Higuchi was running errands in Tokyo when the 9.0 magnitude quake struck. “There was no shaking in Tokyo when the Kobe earthquake happened (in 1995),” she recalls. “It didn’t affect my life. This time was different.
“Fukushima was one of the main places my produce came from,” she continues. “Those farmers were part of the foundation of my work (as a chef).”
She joined the 500,000 volunteers who poured into Tohoku in the early months after the disaster and, in 2012, became part of La Caravane Bon Appetit, a group of French and Japanese chefs dedicated to feeding people in Fukushima Prefecture. Several years later, when architect Kinya Maruyama, a family friend, asked her to help cook for the volunteers participating in the Soma Tambo Art Project, Higuchi readily agreed.
The annual project began in 2014, the first year rice could be grown in affected areas. It involves planting different varieties of rice in a pattern so they become an image as they grow, a move designed to boost local morale and draw positive attention to the region.

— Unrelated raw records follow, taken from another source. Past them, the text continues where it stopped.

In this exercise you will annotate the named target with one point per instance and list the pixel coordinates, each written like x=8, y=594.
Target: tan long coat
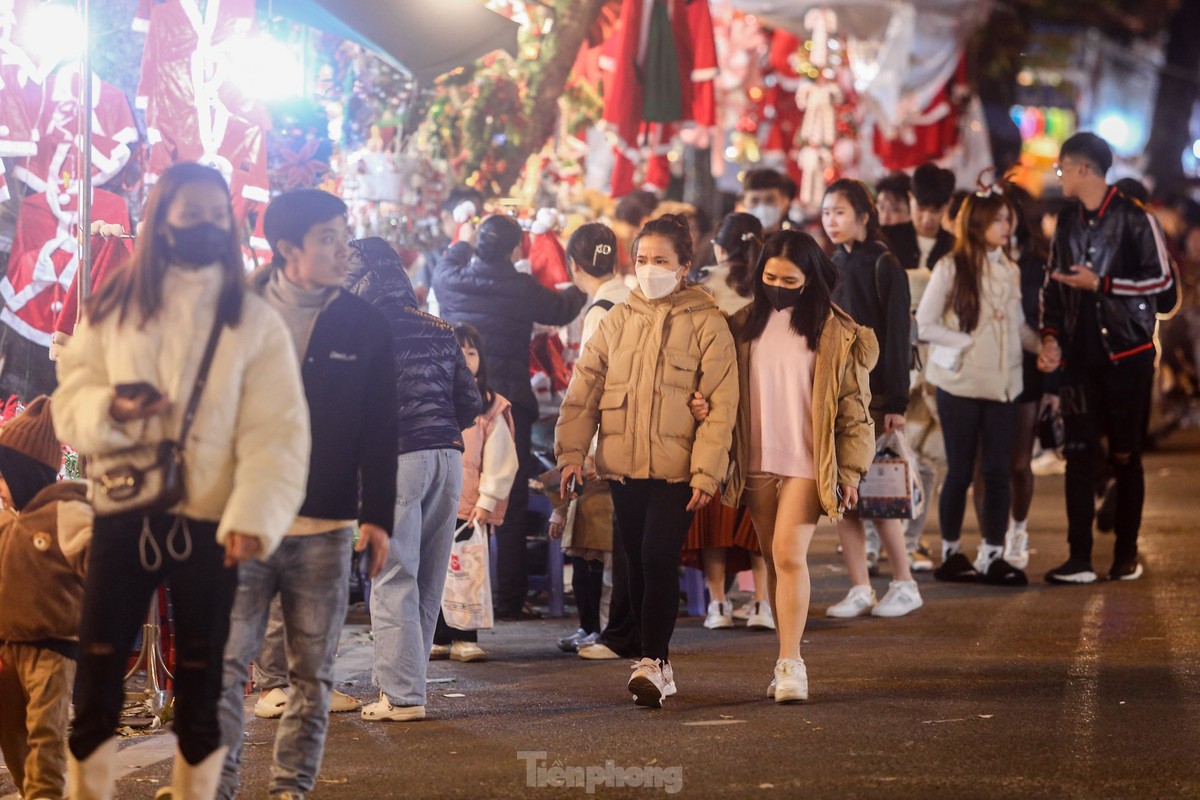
x=844, y=437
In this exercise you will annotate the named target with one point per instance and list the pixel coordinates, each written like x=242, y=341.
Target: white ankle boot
x=195, y=781
x=93, y=779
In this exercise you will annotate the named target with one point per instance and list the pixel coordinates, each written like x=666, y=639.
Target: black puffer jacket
x=503, y=304
x=1125, y=247
x=437, y=395
x=873, y=288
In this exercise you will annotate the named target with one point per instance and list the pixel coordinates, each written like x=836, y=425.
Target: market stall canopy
x=423, y=37
x=901, y=52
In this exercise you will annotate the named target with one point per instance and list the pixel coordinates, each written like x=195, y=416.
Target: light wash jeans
x=311, y=575
x=271, y=665
x=407, y=595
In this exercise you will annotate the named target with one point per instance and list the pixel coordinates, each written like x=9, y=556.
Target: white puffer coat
x=246, y=458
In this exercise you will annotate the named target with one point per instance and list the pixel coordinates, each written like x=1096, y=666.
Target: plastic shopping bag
x=892, y=486
x=467, y=597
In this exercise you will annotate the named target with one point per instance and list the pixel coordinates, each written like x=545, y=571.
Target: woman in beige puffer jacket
x=633, y=383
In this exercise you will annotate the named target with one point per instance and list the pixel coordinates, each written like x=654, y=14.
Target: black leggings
x=587, y=582
x=1105, y=404
x=654, y=523
x=117, y=596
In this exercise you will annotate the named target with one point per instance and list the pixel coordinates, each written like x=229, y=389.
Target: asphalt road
x=985, y=692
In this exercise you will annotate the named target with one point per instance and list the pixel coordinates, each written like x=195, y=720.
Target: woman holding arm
x=634, y=382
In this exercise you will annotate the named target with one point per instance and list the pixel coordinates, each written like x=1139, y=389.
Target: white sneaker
x=720, y=614
x=467, y=651
x=858, y=602
x=987, y=554
x=919, y=563
x=647, y=684
x=383, y=710
x=791, y=680
x=669, y=686
x=270, y=705
x=761, y=618
x=901, y=599
x=598, y=651
x=1017, y=548
x=342, y=702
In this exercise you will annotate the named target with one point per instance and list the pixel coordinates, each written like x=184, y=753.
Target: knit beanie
x=31, y=433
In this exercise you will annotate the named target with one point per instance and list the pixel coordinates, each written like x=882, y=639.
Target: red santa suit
x=21, y=98
x=114, y=132
x=193, y=109
x=691, y=26
x=45, y=259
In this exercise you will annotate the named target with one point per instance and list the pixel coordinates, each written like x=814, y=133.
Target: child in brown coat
x=45, y=529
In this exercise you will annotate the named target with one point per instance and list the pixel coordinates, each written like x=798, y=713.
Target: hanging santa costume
x=45, y=259
x=664, y=64
x=193, y=110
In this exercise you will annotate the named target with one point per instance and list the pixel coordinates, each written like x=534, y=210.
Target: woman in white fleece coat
x=245, y=464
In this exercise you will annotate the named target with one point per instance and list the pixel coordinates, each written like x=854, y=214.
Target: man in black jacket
x=481, y=287
x=346, y=354
x=1108, y=266
x=438, y=398
x=922, y=242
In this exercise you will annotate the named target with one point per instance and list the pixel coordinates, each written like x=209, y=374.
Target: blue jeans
x=406, y=597
x=311, y=577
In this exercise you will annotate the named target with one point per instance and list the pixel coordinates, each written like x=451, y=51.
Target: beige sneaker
x=342, y=702
x=383, y=710
x=270, y=705
x=467, y=651
x=647, y=684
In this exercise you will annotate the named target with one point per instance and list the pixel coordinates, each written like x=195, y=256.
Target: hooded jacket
x=844, y=435
x=436, y=395
x=503, y=305
x=348, y=374
x=1125, y=247
x=43, y=551
x=873, y=288
x=634, y=382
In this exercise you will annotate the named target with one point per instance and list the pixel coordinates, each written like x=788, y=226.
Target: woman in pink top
x=803, y=437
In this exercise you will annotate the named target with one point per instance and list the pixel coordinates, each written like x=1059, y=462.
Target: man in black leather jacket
x=1108, y=265
x=438, y=400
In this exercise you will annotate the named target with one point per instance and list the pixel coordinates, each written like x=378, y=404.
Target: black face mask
x=197, y=245
x=781, y=298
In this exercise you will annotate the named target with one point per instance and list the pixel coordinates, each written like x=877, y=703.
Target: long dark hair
x=469, y=336
x=741, y=238
x=670, y=226
x=820, y=276
x=138, y=284
x=593, y=248
x=971, y=253
x=861, y=200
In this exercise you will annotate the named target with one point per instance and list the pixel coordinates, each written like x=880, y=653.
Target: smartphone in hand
x=142, y=391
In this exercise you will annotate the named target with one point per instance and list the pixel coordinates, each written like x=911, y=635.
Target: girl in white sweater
x=245, y=464
x=971, y=316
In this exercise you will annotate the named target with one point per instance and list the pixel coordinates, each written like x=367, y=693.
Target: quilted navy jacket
x=503, y=304
x=436, y=392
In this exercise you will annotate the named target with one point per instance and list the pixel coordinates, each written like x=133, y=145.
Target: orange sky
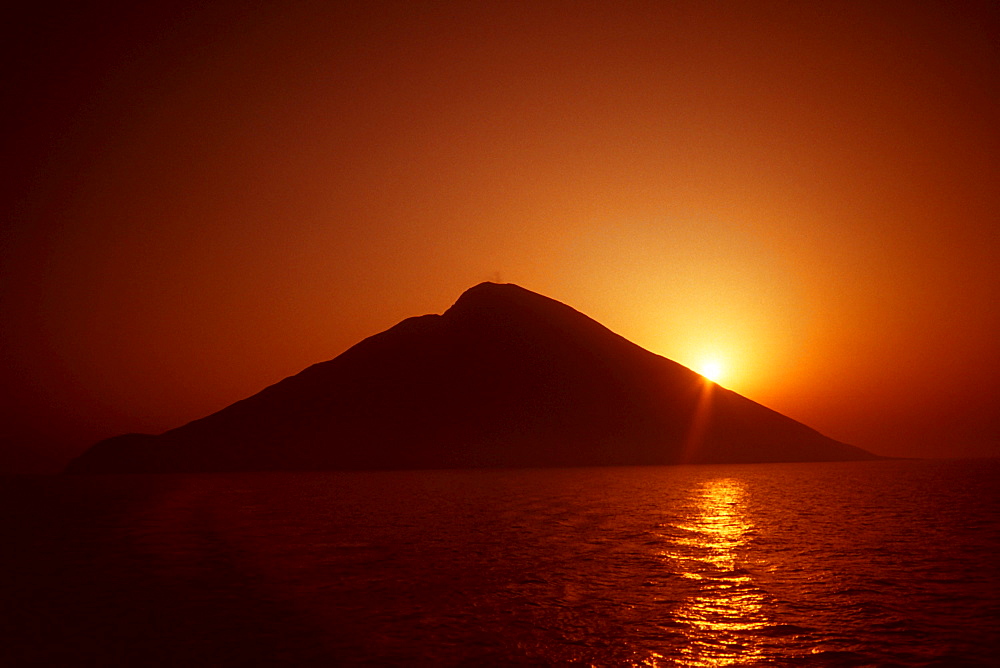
x=205, y=198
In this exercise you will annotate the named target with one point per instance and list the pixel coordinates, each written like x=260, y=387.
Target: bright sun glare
x=712, y=369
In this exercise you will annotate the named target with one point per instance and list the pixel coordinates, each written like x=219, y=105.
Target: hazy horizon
x=206, y=198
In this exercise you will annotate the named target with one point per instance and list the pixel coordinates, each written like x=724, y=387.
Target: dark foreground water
x=848, y=564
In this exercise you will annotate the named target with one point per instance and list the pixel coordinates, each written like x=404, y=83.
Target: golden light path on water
x=720, y=621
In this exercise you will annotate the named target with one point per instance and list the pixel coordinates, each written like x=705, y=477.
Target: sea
x=880, y=563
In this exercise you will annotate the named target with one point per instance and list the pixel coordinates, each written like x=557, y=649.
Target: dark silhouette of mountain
x=505, y=377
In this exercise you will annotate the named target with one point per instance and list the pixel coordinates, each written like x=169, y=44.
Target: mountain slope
x=505, y=377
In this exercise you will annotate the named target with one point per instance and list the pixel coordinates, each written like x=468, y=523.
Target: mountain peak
x=505, y=377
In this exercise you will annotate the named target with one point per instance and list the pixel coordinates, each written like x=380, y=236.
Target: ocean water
x=890, y=563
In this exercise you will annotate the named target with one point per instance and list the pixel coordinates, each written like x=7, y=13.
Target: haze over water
x=839, y=564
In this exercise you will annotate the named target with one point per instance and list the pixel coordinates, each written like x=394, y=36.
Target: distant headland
x=504, y=378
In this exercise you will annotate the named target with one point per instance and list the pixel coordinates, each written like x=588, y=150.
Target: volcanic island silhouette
x=504, y=378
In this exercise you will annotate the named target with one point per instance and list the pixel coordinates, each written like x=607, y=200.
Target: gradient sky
x=204, y=198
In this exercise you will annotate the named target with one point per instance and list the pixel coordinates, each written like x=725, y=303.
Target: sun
x=712, y=368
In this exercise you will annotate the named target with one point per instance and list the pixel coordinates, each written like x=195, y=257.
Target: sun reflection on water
x=721, y=620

As she became more involved, Higuchi realized Fukushima needed more than volunteers and sporadic events. Despite both local and national efforts, in the first two years after the disaster, roughly 45,000 people left the prefecture. Real recovery, she reasoned, required people to run businesses and work in the ports and fields. Higuchi decided to buck the trend and relocated from Tokyo in 2017, permanently.
“I’d been thinking about moving to the countryside anyway,” Higuchi says. “Life would be slower and the cost of living lower.” Her restaurant, Soleil, was a mixed blessing: She loved being her own boss, but the long hours and financial pressures took a toll. “The stress was incredible,” she says. “I was exhausted.”
She closed Soleil and, by February 2017, began working with the Yuki no Sato Towa Hometown Development Council, a local organization founded in 2005 to promote regional development through organic farming.
Today, Higuchi collaborates with local organic farmers to create products, like the Satoyama Hamburger Veggie Sauce, from their cast-off vegetables to sell at the nearby michinoeki (roadside station), and is helping develop plans for a processing facility. She also offers cooking classes for residents and visitors to teach French cooking techniques, but also how to make informed decisions about food.
Ultimately, Higuchi believes the growers and producers in Fukushima Prefecture deserve an objective appraisal from consumers.
“I worry about the damage caused by rumors and a lack of accurate information. All food sold in Fukushima Prefecture is tested for radiation. However, consumers also need to consider the use of pesticides, fertilizers and additives. I respect their choices, but they should be informed,” she says.
“I want people to be able to decide for themselves what they want to eat, not just the ingredients and the particular dish, but also its safety.”